What I enjoyed about this book was that there were few likable people in it, and that with the family she has, Nyx is really better off with the beast Ignifex. But she soon learns that only by letting go of her jealousy and hatred can she manage to make a life for herself and her town. There's a lot of psychological drama going on in this novel, and whole chapters of Nyx grousing about her fate. The themes of growing up, being mature and responsible yet following your heart and your dreams make for some mesmerizing passages, and though there are a couple of spots where I found things dragging a little, overall the plot sails along nicely with clean and muscular prose.
I'd give the book a B+, and recommend it to those who enjoy re-imagined fairy tales, and those who watch "Once Upon a Time" on TV.
The Lost Sisterhood by Anne Fortier is an amazing tale of women in ancient history and somewhat reminiscent of MJ Rose's "Perfumer" novels or Kate Mosses Labyrinth.  
From the author of the New York Times bestseller Juliet comes a mesmerizing novel about a young scholar who risks her reputation—and her life—on a thrilling journey to prove that the legendary warrior women known as the Amazons actually existed.

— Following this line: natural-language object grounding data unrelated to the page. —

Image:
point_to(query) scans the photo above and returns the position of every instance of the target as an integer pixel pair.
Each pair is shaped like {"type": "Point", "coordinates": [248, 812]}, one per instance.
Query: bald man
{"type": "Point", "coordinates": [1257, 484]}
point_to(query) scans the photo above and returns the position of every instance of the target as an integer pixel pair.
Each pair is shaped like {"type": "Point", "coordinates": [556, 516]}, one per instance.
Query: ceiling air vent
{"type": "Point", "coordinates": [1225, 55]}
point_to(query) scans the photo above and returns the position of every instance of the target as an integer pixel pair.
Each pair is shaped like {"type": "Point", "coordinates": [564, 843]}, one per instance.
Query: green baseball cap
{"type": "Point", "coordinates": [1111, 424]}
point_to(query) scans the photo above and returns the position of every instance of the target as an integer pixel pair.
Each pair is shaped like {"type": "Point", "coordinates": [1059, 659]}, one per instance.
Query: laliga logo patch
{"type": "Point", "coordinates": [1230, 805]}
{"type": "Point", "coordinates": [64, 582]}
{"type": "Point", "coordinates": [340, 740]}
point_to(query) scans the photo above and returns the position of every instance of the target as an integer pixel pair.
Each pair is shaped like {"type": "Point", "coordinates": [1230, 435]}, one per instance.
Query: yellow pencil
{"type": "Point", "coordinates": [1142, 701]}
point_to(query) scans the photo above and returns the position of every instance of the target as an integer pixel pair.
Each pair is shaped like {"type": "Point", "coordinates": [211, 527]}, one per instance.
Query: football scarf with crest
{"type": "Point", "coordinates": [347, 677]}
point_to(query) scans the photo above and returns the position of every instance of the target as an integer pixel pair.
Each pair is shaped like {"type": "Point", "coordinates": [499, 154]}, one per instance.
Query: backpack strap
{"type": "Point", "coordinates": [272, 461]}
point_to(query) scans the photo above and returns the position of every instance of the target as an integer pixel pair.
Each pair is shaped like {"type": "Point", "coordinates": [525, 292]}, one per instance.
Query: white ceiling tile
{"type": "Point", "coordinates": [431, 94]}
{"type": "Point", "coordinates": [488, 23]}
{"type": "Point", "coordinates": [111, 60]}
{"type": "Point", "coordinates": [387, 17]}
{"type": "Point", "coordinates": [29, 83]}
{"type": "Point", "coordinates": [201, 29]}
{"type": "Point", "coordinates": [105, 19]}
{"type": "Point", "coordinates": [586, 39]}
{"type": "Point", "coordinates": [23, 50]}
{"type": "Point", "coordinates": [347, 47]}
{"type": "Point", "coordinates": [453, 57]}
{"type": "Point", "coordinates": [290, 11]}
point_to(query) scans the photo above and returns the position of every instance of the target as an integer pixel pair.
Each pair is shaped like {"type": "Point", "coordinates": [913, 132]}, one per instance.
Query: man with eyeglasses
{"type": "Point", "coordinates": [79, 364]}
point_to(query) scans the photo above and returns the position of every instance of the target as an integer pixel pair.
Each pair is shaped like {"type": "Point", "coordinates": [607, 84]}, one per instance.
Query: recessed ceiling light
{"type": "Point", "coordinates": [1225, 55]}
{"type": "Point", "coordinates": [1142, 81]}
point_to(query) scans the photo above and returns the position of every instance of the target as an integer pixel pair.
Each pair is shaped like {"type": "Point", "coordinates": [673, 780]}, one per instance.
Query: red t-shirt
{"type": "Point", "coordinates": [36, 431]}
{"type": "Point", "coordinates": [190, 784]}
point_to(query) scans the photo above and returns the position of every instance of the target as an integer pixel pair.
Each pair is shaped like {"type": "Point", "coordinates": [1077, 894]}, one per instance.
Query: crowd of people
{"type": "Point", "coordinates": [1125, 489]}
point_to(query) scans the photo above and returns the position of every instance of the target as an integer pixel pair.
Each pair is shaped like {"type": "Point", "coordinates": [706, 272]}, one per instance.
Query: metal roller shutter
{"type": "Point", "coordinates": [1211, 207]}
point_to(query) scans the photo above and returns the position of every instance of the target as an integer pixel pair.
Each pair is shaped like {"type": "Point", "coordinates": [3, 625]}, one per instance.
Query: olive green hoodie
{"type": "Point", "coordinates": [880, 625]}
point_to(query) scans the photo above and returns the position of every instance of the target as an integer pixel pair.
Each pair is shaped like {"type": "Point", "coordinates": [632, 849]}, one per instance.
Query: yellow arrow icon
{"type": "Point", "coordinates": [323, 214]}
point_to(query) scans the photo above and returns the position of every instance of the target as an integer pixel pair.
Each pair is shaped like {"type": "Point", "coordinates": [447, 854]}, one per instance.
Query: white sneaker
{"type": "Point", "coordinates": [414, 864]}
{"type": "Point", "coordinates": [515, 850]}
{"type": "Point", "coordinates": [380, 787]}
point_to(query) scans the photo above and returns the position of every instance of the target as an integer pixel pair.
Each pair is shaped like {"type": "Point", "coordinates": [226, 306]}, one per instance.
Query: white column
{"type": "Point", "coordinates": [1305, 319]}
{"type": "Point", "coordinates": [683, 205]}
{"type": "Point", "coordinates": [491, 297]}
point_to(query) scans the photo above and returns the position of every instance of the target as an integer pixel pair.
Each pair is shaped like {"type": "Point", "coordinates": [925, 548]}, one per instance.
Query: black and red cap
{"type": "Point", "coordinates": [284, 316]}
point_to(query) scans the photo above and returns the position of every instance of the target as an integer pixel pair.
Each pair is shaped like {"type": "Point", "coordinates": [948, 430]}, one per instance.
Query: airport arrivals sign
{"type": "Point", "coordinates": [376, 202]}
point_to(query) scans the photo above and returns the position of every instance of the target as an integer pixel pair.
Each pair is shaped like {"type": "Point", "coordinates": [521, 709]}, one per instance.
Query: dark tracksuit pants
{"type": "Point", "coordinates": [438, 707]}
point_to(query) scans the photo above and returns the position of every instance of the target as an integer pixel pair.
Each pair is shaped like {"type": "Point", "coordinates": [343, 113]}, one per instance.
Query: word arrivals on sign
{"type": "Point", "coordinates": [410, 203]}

Oxford lecturer Diana Morgan is an expert on Greek mythology. Her obsession with the Amazons started in childhood when her eccentric grandmother claimed to be one herself—before vanishing without a trace. Diana’s colleagues shake their heads at her Amazon fixation. But then a mysterious, well-financed foundation makes Diana an offer she cannot refuse.

Traveling to North Africa, Diana teams up with Nick Barran, an enigmatic Middle Eastern guide, and begins deciphering an unusual inscription on the wall of a recently unearthed temple. There she discovers the name of the first Amazon queen, Myrina, who crossed the Mediterranean in a heroic attempt to liberate her kidnapped sisters from Greek pirates, only to become embroiled in the most famous conflict of the ancient world—the Trojan War. Taking their cue from the inscription, Diana and Nick set out to find the fabled treasure that Myrina and her Amazon sisters salvaged from the embattled city of Troy so long ago. Diana doesn’t know the nature of the treasure, but she does know that someone is shadowing her, and that Nick has a sinister agenda of his own. With danger lurking at every turn, and unsure of whom to trust, Diana finds herself on a daring and dangerous quest for truth that will forever change her world.

Sweeping from England to North Africa to Greece and the ruins of ancient Troy, and navigating between present and past, The Lost Sisterhood is a breathtaking, passionate adventure of two women on parallel journeys, separated by time, who must fight to keep the lives and legacy of the Amazons from being lost forever. From the author of the New York Times bestseller Juliet comes a mesmerizing novel about a young scholar who risks her reputation—and her life—on a thrilling journey to prove that the legendary warrior women known as the Amazons actually existed.
 

Though Diana was a professor and supposedly a grown woman, I found her to be somewhat weak and immature as a character, and it bothered me that she needed rescuing so often, when she should have been able to protect herself. I was much more enamored of Myrina, the "amazon" warrior who kicks butt repeatedly and is heroic and smart. Still, the historical mystery of what happened to the amazons, where they were from, where they traveled to, what their secrets and treasures were was all captivating and kept me glued to the novel for hours. I disliked the lying, cheating, stealing Nick, the Iranian that Diana falls in love with, but the English lord that she had a childhood crush on was such a manipulative, evil jerk that if Diana wanted romance she didn't have a lot of choices. But, as I said, the history of the amazons makes it all worthwhile. A solid B+, and I'd recommend this novel to those who enjoyed Mosses "Labyrinth" and MJ Roses Reincarnationist novels.